Metadata-Version: 2.4
Name: intelli3text
Version: 0.2.2
Summary: Ingestion (web/PDF/DOCX/TXT), cleaning, paragraph-level LID (PT/EN/ES), and spaCy-based normalization; PDF export. Just pip install.
Author-email: Jefferson Speck <jeffersonspeck@msn.com>
License: MIT
Project-URL: Homepage, https://github.com/jeffersonspeck/intelli3text
Project-URL: Repository, https://github.com/jeffersonspeck/intelli3text
Project-URL: Issues, https://github.com/jeffersonspeck/intelli3text/issues
Project-URL: Documentation, https://jeffersonspeck.github.io/intelli3text/
Keywords: NLP,spaCy,language id,LID,cleaning,normalization,PDF,web extraction,text processing,Portuguese,Spanish,English
Classifier: Development Status :: 4 - Beta
Classifier: Intended Audience :: Developers
Classifier: Intended Audience :: Science/Research
Classifier: License :: OSI Approved :: MIT License
Classifier: Programming Language :: Python
Classifier: Programming Language :: Python :: 3
Classifier: Programming Language :: Python :: 3.9
Classifier: Programming Language :: Python :: 3.10
Classifier: Programming Language :: Python :: 3.11
Classifier: Programming Language :: Python :: 3.12
Classifier: Topic :: Scientific/Engineering :: Information Analysis
Classifier: Topic :: Text Processing :: Linguistic
Classifier: Operating System :: OS Independent
Requires-Python: >=3.9
Description-Content-Type: text/markdown
License-File: LICENSE
Requires-Dist: numpy==1.26.4
Requires-Dist: thinc==8.2.4
Requires-Dist: spacy==3.7.4
Requires-Dist: trafilatura>=1.8
Requires-Dist: jusText>=3.0
Requires-Dist: lxml[html_clean]>=5.2
Requires-Dist: pdfminer.six>=20220524
Requires-Dist: python-docx>=1.1
Requires-Dist: ftfy>=6.2
Requires-Dist: clean-text>=0.6
Requires-Dist: requests>=2.32
Requires-Dist: reportlab>=4.1
Requires-Dist: Unidecode>=1.3.8
Requires-Dist: fasttext-wheel>=0.9.2
Provides-Extra: cld3
Requires-Dist: pycld3>=0.22; extra == "cld3"
Dynamic: license-file

# intelli3text

Ingestion of texts (Web/PDF/DOCX/TXT), cleaning, and multilingual normalization (PT/EN/ES) with **paragraph-level language detection** and **PDF export**.  
Focus on **frictionless install (`pip install`)**: on first run it **auto-downloads** the required models (fastText LID and spaCy) and works **offline** with sensible fallbacks.
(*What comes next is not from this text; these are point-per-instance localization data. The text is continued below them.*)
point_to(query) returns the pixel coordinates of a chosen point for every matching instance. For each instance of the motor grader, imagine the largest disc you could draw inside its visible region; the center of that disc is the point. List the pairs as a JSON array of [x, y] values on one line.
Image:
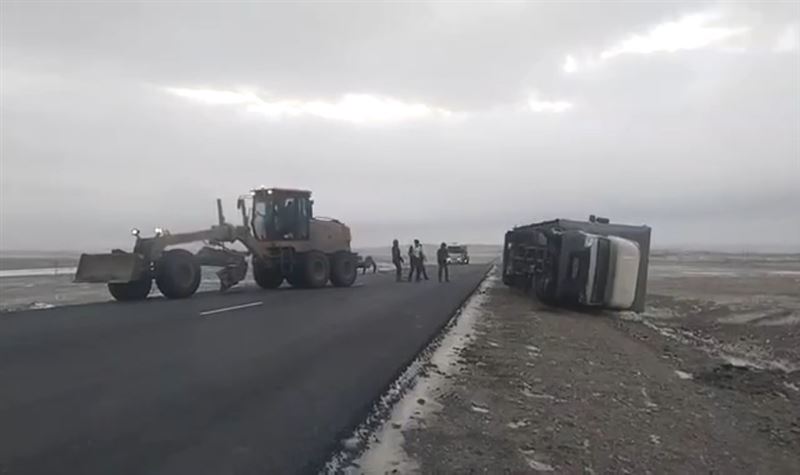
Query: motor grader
[[282, 237]]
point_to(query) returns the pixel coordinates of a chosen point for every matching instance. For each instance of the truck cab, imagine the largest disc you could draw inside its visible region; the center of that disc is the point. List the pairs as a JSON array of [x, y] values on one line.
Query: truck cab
[[457, 254], [602, 271]]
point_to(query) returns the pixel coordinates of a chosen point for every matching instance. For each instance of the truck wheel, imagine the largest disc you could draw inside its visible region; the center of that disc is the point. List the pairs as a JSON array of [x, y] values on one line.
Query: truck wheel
[[266, 277], [343, 269], [178, 274], [128, 291], [315, 269]]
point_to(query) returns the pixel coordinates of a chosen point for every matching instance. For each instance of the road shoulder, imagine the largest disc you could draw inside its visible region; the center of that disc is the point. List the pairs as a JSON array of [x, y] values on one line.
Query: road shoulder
[[550, 390]]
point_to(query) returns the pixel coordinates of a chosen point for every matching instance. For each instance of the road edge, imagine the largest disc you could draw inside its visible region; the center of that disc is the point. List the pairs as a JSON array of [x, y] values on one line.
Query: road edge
[[353, 443]]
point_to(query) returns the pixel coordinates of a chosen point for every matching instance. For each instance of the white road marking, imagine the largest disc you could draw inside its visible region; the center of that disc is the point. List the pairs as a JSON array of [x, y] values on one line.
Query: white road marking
[[228, 309]]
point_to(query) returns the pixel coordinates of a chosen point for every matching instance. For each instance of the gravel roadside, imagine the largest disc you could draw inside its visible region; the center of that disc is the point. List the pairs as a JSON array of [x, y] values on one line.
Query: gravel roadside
[[544, 389]]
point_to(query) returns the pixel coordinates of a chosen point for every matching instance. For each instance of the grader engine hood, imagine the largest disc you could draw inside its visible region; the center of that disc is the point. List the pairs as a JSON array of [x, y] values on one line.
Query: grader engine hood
[[329, 235]]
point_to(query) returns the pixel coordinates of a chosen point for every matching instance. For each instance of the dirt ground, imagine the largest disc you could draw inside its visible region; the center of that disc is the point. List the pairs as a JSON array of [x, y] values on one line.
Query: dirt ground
[[706, 380]]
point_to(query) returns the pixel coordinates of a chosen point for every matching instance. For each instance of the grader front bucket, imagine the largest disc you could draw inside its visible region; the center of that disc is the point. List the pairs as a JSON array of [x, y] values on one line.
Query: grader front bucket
[[115, 267]]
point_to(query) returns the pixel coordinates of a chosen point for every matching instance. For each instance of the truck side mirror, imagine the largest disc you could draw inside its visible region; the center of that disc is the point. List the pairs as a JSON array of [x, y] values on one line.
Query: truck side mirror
[[241, 206]]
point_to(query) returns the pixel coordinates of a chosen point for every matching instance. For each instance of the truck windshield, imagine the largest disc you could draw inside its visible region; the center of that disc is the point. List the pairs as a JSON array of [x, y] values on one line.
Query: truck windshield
[[602, 270]]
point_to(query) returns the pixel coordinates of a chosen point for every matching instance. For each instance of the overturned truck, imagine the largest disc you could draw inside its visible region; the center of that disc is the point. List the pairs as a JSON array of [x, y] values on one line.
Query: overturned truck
[[591, 263]]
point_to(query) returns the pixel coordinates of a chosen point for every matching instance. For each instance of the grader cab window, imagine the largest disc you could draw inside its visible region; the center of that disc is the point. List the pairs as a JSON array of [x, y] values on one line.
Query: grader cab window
[[281, 217]]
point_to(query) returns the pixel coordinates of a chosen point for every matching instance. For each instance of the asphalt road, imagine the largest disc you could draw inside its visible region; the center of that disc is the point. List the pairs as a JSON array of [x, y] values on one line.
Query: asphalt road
[[250, 381]]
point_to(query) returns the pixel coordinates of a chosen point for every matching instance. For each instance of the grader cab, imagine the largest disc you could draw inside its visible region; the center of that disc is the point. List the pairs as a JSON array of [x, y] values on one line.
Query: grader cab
[[282, 237]]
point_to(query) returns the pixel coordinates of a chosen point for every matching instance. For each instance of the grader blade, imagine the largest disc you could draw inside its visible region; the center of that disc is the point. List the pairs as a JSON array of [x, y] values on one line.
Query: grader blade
[[113, 267]]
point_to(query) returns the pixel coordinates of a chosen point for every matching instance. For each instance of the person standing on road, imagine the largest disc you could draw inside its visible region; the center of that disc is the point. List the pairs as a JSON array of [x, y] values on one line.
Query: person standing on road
[[441, 259], [422, 260], [412, 262], [397, 259], [416, 260]]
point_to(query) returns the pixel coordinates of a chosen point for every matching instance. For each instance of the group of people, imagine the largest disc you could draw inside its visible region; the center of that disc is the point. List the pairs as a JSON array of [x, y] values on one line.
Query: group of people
[[416, 261]]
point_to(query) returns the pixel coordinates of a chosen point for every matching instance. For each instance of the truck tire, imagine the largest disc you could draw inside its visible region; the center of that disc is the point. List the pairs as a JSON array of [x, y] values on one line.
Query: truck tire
[[316, 269], [129, 291], [266, 277], [343, 269], [178, 274]]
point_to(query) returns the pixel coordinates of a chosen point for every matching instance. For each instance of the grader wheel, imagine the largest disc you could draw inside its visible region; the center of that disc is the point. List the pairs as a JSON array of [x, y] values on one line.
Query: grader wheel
[[178, 274]]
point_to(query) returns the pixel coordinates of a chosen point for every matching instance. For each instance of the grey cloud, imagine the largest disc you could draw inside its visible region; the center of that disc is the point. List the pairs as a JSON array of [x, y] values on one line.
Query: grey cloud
[[92, 144]]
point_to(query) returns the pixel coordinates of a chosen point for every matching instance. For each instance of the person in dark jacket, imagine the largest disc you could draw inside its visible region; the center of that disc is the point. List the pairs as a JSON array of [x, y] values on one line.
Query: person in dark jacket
[[412, 263], [441, 258], [397, 259]]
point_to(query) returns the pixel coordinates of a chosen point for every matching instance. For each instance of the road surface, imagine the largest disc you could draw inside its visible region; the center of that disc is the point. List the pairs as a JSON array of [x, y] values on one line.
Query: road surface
[[250, 381]]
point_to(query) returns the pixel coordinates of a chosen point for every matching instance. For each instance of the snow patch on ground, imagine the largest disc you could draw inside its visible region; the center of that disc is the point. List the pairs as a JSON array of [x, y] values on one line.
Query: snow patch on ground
[[377, 445], [38, 272], [683, 374], [729, 353], [535, 464]]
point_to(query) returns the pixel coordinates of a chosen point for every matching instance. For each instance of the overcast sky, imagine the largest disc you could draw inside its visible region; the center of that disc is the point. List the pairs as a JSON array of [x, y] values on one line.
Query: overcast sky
[[443, 121]]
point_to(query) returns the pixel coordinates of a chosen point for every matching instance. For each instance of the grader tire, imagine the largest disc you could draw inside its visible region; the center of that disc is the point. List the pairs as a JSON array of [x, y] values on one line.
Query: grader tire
[[178, 274], [267, 277], [316, 269], [297, 279], [130, 291], [343, 269]]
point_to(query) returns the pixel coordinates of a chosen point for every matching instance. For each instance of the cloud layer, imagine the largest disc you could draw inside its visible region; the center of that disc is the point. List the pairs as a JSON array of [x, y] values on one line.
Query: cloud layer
[[418, 120]]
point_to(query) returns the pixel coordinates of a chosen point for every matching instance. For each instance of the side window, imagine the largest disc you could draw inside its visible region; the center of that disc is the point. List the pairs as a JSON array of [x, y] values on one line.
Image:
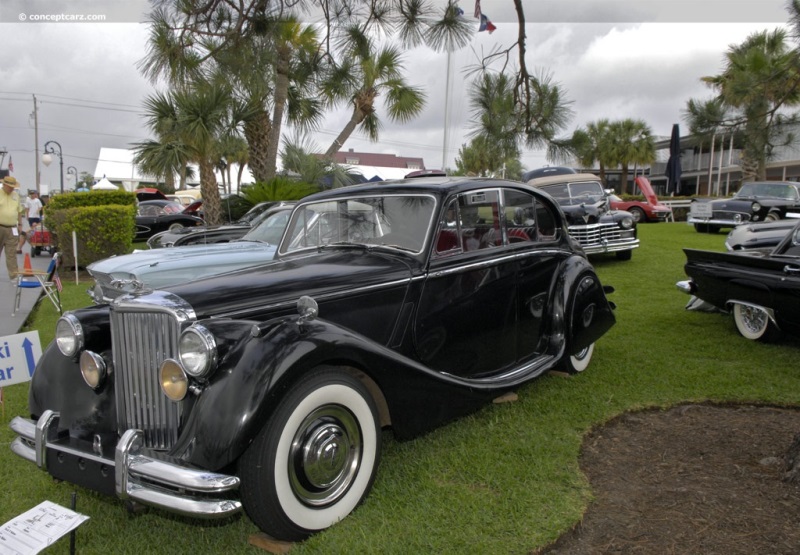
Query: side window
[[546, 228], [448, 238], [479, 213], [520, 209]]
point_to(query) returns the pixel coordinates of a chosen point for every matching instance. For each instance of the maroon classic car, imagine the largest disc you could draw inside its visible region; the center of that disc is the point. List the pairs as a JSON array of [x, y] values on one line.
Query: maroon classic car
[[649, 210]]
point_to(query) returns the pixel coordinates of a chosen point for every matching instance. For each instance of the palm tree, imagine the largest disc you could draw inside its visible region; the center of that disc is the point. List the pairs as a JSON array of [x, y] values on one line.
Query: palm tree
[[361, 79], [196, 118], [761, 78], [631, 142], [592, 144]]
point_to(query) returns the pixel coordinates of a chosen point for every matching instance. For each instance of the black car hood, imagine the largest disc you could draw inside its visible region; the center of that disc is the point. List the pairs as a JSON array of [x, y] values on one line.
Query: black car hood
[[259, 288]]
**Docs website:** https://jeffersonspeck.github.io/intelli3text/  
**PyPI:** https://pypi.org/project/intelli3text/  
**Repository:** https://github.com/jeffersonspeck/intelli3text

---

## Table of Contents

- [Usage Manual](USAGE.md)
- [Why this project?](#why-this-project)
- [Key features](#key-features)
- [Requirements](#requirements)
- [Installation](#installation)
- [Quick start (CLI)](#quick-start-cli)
- [CLI examples](#cli-examples)
- [Python usage (API)](#python-usage-api)
- [Language identification (LID)](#language-identification-lid)
- [spaCy models & normalization](#spacy-models--normalization)
- [Cleaning pipeline](#cleaning-pipeline)
- [PDF export](#pdf-export)
- [Cache, auto-downloads & offline mode](#cache-auto-downloads--offline-mode)
- [Architecture & Design Patterns](#architecture--design-patterns)
- [Design Science Research (DSR)](#design-science-research-dsr)
- [Binary compatibility (NumPy/Thinc/spaCy)](#binary-compatibility-numpythincspacy)
- [Performance tips](#performance-tips)
- [Extensibility](#extensibility)
- [Troubleshooting](#troubleshooting)
- [Publishing to PyPI](#publishing-to-pypi)
- [Roadmap](#roadmap)
- [License](#license)
- [How to cite](#how-to-cite)

---

## Why this project?

In research and production, common needs include:

1. **Ingest** text from heterogeneous sources (web, PDFs, DOCX, TXT);
2. **Clean** and **normalize** the content;
3. **Lemmatize** and remove stopwords;
4. **Detect language** accurately, including **bilingual** documents;
5. **Export** results with traceability (PDF that shows normalized, cleaned, and raw text).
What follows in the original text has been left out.